USF stood in the shadows of traditional basketball powerhouses like Syracuse, UConn, Georgetown and Notre Dame. 

But now, at 10-8 this season and 12 wins last season, USF is standing in the shadows of Cincinnati, Louisville, SMU and five other teams for a chance at the AAC tournament in Memphis.

Woolard hired Stan Heath to coach men’s basketball in 2007 after two straight NCAA Tournament appearances at Arkansas and an 82-71 record. So far, Heath led the Bulls to the NIT in his third year and the NCAA Tournament two years ago, compiling an 85-110 record at USF prior to this season.

As a longer tenured coach than Taggart, the basketball program under Heath is sure to be reviewed closely by a new Athletic Director. It will certainly be reviewed closer than sports like soccer and softball, which have head coaches with long tenures and consistent success, while Heath’s squads have been over .500 twice in six years.

Though Heath said Monday he’s completely focused on basketball amid Woolard’s departure, he also said he was initially concerned for Woolard.

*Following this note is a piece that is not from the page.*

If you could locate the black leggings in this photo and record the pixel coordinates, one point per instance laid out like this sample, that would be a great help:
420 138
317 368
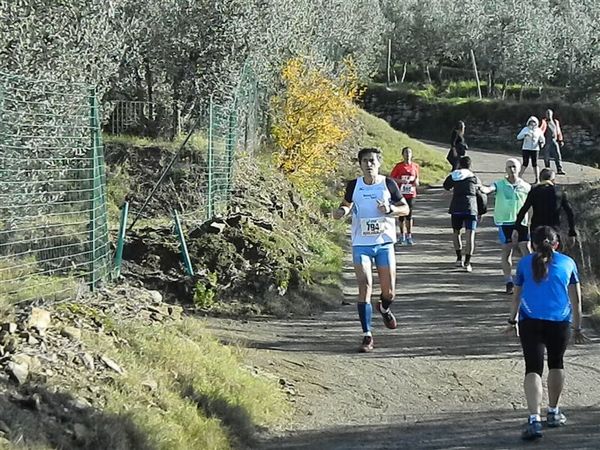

“I was sad in a little way because he hired me and gave me an opportunity,” Heath said. “We had a really good relationship. I was a little sad and I’m certainly going to miss him, but after I spent some time with him and we talked, I just saw him have relief and a smile on his face. It’s like he was ready, and I’m happy for him in that way. He was happy so it made me feel better about it.”

While the new athletic director will inherit facilities on par with most universities across the nation, those facilities need to be filled with fans. He or she will also inherit the lack of success in the revenue-producing programs.

Finding a way to win in football and men’s basketball will likely be the next USF Athletic Director’s prime objective.